Va da sé, dunque, che oggi ce ne andiamo un po' indietro nel tempo e lasciamo parlare un disco che suona con un leggero e affascinante fruscio di sottofondo.
Potete quindi immaginare quanti siano i dischi da spulciare per trovarne uno rappresentativo di una storia così lunga. È stata una ricerca anche pericolosa, perché forse non tutti sanno che la vera causa di tutti problemi è proprio lui, il grammofono.
Ad ogni modo, tra blues tristissimi, e canzoni napoletane ancora più struggenti, tipo "Core 'ngrato" o "Guapparia", siamo arrivati al compromesso: un disco vecchio, abbastanza napoletano, ma comunque non troppo triste, e che rappresentasse l'Italia da cartolina nel modo più classico possibile.
In testa alle classifiche del 1916, anche se non c'era nessun deejay a raccontarlo, c'era "'O sole mio", che per molti - nel mondo - è l'inno nazionale italiano.
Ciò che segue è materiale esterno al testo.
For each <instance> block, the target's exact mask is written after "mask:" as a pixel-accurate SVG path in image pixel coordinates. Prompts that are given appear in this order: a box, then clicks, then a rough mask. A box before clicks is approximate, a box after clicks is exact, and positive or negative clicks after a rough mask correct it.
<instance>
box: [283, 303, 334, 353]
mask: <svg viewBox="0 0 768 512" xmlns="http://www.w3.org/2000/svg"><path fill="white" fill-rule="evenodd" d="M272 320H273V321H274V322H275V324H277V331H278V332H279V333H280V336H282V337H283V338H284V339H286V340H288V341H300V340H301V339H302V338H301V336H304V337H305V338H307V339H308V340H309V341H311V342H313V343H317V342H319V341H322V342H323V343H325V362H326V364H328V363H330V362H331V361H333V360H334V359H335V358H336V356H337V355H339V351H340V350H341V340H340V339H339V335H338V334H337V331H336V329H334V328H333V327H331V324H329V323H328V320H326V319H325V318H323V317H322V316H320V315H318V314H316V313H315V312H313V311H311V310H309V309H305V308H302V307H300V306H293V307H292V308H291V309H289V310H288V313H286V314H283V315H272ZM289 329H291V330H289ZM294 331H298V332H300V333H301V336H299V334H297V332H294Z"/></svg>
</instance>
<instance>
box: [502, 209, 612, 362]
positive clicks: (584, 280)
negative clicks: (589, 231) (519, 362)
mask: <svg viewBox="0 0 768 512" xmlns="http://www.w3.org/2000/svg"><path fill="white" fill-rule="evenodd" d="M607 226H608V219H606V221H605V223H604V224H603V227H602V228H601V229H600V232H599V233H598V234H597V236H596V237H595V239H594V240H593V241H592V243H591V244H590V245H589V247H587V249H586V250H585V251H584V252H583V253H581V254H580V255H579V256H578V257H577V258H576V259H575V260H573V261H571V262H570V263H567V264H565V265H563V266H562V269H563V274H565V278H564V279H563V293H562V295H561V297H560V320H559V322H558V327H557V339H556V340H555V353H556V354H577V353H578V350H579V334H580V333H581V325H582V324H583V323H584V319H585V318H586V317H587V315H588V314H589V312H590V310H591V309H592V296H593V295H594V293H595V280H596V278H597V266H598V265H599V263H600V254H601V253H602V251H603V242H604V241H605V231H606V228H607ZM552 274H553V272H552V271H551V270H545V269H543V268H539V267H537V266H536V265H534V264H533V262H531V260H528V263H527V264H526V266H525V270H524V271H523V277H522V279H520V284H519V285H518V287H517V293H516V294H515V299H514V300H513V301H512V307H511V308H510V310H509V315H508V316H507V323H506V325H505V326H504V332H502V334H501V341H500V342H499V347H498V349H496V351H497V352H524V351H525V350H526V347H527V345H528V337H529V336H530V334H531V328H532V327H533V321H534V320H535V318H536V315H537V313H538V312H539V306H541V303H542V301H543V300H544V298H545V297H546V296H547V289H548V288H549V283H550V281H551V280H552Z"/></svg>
Vagli a spiegare di Mameli e dell'elmo di Scipio che ci cinge la testa. Ho scelto la versione di Enrico Caruso, che è stato il primo artista nella storia a vendere più di un milione di dischi (ciao, Lady Gaga!).
La sua voce, con il famoso fruscio di sottofondo, canta una piccola poesia fatta di versi che forse vengono cantati sempre in maniera un po' distratta (come si fa spesso anche con l'inno nazionale vero, del resto).
La voce potentissima del tenore napoletano racconta che una giornata di sole è bella, fa stare bene, preannuncia momenti ancora più felici… ma ancora più bella del sole, è la donna amata: "il mio sole è sulla tua fronte", una frase che racchiude un mondo.
E nell'ultima strofa, tanto soave quanto trascurata, Caruso, di sera - quando ormai il sole è tramontato - va sotto la finestra della sua bella, pieno di malinconia; e vorrebbe restare lì. A rimirare il suo sole per tutta la notte.
Questo post è stato scritto per la Farmacia Serra dalla vecchia signora napoletana che ogni tanto si impossessa del mio computer, e cerca di mandare le mail a Edoardo e Maddalena appiccicando francobolli sul monitor.